Greve also suggests making a small hole in the spice packets as they rise rather than opening them. This reduces the possibility of the ketchup or salad dressing exploding due to pressure. And for those who inadvertently douse their class in a sparkling soda or a salad dressing rather than a T-shirt?

“It happens all the time,” Vista said. “Own it, apologize and rang on the light of the call. We will gladly come to help.”

Stay seated while serving the meal

With aisles nearly as narrow as the rows themselves, the planes are not designed to migrate and mingle. At least during meal service.

“If you want to disturb as many people on the plane as possible, choose a window seat, wait until the meal carts are already in the aisle, and then decide you should use the bathroom in the back of the plane,” Voss said. .

“You’ll push the two people next to you into the aisle and into the carriages. Then you’ll have to pressure the flight attendants to get to the toilet.”

“People might think we don’t want to move,” Vista said. “The truth is that loaded beverage carts weigh anywhere from 75 to 125 pounds and are difficult to push back and forth.” It therefore advises passengers, when possible, to get up from their seats before or after serving the meal.

Compassion and thought go a long way

“You are in a metal tube soaring above the sky, close to many strangers,” said Voss. “I don’t care if you’re the most experienced commercial pilot in the world – on some level you feel the discomfort you’re suppressing, and that makes you more inclined to be irritable and irritable.”

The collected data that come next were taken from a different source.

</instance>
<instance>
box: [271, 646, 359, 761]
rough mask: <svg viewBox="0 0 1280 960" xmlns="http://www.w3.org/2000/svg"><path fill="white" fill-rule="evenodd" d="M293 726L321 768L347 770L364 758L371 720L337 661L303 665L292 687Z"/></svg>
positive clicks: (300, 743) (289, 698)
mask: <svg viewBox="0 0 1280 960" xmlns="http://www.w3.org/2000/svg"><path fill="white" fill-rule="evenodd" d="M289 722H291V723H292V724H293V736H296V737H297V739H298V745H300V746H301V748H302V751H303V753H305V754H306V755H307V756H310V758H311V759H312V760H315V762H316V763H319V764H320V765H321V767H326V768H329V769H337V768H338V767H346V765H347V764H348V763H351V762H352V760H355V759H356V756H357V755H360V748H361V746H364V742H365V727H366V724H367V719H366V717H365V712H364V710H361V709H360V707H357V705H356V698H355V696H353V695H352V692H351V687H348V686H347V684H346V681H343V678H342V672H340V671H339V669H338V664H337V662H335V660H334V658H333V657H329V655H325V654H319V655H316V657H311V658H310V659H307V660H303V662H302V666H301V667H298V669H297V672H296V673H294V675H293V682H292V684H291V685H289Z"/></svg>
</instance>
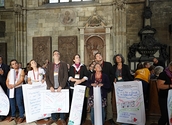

Having the mind to give some behavioral leeway to your fellow passengers will go a long way. They may have all kinds of stresses and pressures that are not clearly visible. “Just be nice,” Vos added, “and I hope they respond to you in the same way.”

Sharing means caring

In a moment I will long remember, shortly after the pandemic subsided, I was sitting in a row with a passenger who spoke only Spanish. While we were exchanging pleasantries in her mother tongue, she reached into her bag and produced a bright clementine, offering me one.

As we each dropped our masks to enjoy citrus fruits that tasted fresh as if they had just been plucked from a tree rather than a bag, I thought about the fact that even without plates, utensils, or fancy linens, we were humans sharing the simplest and most satisfying meals.

Through the power of the food, the communication wall fell. All without lowering my drawer table.